On the plus side, death is one of the few things that can be done just as easily lying down. ~ Woody Allen (1935 - )
In the period of July to August, there were more deaths than I could handle. A friend (who was also the wife of a friend) died on July 20. I am embarrassed to admit that I cried in the funeral while others looked so calm, but I just couldn't help it. Then a very close friend's dad died. Then just a few days later, another friend's dad died. Then a friend's son died.
At this point, I told R that there had been too many deaths lately.

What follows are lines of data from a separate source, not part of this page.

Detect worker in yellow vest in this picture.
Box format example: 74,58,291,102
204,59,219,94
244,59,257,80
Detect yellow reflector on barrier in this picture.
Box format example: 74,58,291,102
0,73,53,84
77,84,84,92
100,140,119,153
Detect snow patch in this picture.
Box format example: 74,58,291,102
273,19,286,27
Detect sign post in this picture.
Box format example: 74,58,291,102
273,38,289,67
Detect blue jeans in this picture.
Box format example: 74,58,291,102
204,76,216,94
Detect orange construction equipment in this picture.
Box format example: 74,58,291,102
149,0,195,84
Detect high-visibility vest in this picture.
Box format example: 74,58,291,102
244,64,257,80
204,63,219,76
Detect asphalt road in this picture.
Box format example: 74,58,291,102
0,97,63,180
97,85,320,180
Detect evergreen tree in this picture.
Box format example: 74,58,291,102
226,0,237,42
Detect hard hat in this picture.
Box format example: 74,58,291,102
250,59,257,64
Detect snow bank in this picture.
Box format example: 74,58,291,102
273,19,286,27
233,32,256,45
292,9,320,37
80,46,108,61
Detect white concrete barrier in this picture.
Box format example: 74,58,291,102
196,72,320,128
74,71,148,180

A few days later R's dad died.
Seeing R in grief was one of the worst thing I have ever had to endure. I couldn't imagine how he felt. All I know is that he was never close to his dad (the way I am never close to mine) and he literally had been spending his adult days trying to avoid his dad. There were a lot of complications in that family that I will be forever shielded from, or as R put it: "You know too little." So there I was - watching how R walked, talked, moved, all in grievance. I watched how broken his mom was, and I was terrified at the thought that I might have to bury R someday. This horrid thought was nothing new - half of the things running in my brains are always horrid - but on that hot sunny day I choked at the thought, almost begging to God to please let me go first because I simply could not ever put R under the earth.
So.
I am obviously not in the best mind-frame after that many funerals in just over a month. However, R is recovering pretty elegantly, I'd say. If there is a person on earth who is always at peace with himself, then it must be R. I saw how he picked himself up again, almost effortlessly, and suddenly he was back in the kitchen cooking our meals.
His mom, I think, still hasn't recovered up to now. She now asks all of her children to take turns accompanying him at her house, so from now on, because R's turn is on the weekends, I do not have the luxury of spending my weekends with him.
It is rather sad, I guess. But there is no other way.
By the way, I guess I am gonna stop taking translation orders. I already lost patience with them. Hmm. And THR money is not here yet. Hmm. It's already Thursday. Something good must happen tomorrow, so this week won't be so bleak.